Certificate detail access improvements – detailed issuing CA information is now accessible from domain tables.
Management App TLS certificate generation and selection – improved handling and configuration of TLS certificates.
Dashboard updates – visual and functional improvements to dashboard views.
Improved request pipelines for CMP and EST – more robust and consistent certificate request handling.
UI layout improvements – multiple layout and consistency improvements across the user interface.
Documentation updates – improvements to README and general documentation.
Code quality and security improvements – continued alignment with Ruff, MyPy, unit testing, and OpenSSF best practices.
71% unit test coverage – 2,425 test cases implemented, with ongoing efforts to increase coverage.

v0.5.0 – Development Roadmap

Registration Authority (RA) mode – introduction of a dedicated RA mode to support separated RA and CA roles in larger trust infrastructures.
Improved IDevID support – enhanced device identity handling, including clearer lifecycle management and stronger alignment with device identity standards.
Extended workflow automation – further automation of trust and certificate workflows building on the workflow engine introduced in v0.4.0.
Physical HSM support – planned support for physical hardware security modules in addition to existing software-based HSM integrations.
Protocol improvements – enhancements to CMP, EST, and AOKI request and processing flows.
Policy and process hardening – continued refinement of approval processes, validations, and operational safeguards for production-scale environments.

The Trustpoint research project has been funded by the German Federal Ministry of Research, Technology and Space since September 2023. The aim of the project is to develop an open source solution that ensures the secure provision of digital certificates in industrial networks and their management throughout their entire life cycle. Trustpoint helps companies to verify chains of trust. This makes it easier and better to secure machines and their components in factories.

On our YouTube channel you will find a variety of videos about digital identities as well as clear explanations of Trustpoint’s functions.

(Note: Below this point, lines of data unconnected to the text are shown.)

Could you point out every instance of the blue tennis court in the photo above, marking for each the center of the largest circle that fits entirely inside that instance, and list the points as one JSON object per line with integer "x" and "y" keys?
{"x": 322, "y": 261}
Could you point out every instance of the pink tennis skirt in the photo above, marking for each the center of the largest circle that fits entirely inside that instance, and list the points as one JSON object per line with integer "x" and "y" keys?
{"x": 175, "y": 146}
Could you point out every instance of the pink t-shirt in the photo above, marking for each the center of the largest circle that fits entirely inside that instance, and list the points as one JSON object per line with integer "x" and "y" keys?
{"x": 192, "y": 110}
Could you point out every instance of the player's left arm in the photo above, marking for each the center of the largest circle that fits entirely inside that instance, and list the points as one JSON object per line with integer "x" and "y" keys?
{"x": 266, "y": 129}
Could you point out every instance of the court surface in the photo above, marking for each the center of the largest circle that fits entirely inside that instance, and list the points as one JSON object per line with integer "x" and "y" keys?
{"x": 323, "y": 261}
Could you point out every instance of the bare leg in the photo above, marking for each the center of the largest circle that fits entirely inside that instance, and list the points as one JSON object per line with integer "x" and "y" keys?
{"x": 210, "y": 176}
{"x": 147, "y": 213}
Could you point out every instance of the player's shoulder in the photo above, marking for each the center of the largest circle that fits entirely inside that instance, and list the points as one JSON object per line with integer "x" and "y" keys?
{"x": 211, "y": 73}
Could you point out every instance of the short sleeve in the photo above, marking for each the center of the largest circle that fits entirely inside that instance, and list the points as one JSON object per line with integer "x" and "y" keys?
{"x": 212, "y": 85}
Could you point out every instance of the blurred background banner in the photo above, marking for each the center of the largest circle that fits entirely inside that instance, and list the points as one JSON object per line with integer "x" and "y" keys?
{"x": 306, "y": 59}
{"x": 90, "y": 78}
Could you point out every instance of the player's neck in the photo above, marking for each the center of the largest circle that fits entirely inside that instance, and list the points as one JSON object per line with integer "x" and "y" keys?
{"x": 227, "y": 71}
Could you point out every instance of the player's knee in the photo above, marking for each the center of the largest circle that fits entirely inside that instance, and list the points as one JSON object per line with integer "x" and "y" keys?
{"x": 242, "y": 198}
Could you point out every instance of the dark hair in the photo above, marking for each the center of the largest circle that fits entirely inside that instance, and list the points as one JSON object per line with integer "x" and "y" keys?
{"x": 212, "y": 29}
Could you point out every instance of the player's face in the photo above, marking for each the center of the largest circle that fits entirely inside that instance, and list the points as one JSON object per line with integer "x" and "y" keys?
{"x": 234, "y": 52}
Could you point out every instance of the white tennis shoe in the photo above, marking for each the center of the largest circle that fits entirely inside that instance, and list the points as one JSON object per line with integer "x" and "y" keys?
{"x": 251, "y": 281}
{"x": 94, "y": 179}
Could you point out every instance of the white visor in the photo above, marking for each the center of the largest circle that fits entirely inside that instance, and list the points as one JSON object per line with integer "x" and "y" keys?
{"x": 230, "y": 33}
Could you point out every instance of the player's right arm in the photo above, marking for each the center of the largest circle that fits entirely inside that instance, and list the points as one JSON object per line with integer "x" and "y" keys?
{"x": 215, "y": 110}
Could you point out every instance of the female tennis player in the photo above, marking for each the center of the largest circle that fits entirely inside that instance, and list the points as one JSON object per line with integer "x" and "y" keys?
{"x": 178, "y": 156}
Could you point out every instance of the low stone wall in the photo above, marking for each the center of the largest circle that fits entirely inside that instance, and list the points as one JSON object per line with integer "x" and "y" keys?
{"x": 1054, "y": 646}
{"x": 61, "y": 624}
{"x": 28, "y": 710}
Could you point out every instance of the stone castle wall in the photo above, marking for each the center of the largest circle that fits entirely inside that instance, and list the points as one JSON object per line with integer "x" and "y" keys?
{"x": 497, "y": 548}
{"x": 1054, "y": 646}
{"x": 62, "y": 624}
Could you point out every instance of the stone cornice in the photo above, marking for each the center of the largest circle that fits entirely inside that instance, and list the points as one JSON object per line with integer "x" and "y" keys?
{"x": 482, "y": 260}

The Trustpoint development team consists of medium-sized companies (achelos, asvin, Keyfactor) with expertise in the field of security as well as research institutes and universities (Campus Schwarzwald, Hamm-Lippstadt University of Applied Sciences).

The practical relevance to the user is ensured by the close exchange with our associated partners ARBURG, Belden Inc, HOMAG, Phoenix Contact, Schmalz, Siemens and Diebold Nixdorf.

Try Trustpoint!

Trustpoint is based on Python Django and can be up and running in just a few minutes. To make the installation even easier, we provide you with a Docker container.

Onboarding and CLM

Trustpoint maps the complete lifecycle of a component in your infrastructure. Options are available for user-driven onboarding and zero-touch onboarding, which help to initially integrate a component into a network. After successful onboarding, application certificates (e.g. for OPC UA or MQTT) can be issued to devices and managed.

Protocols and PKI

With Trustpoint you can either operate an Issuing CA locally in Trustpoint or in a Remote Issuing CA (so-called Registration Authority – RA). Standardized protocols such as Certificate Management Protocol (CMP) or Enrollment over Secure Transport (EST) are available for both the Remote Issuing CA and the component.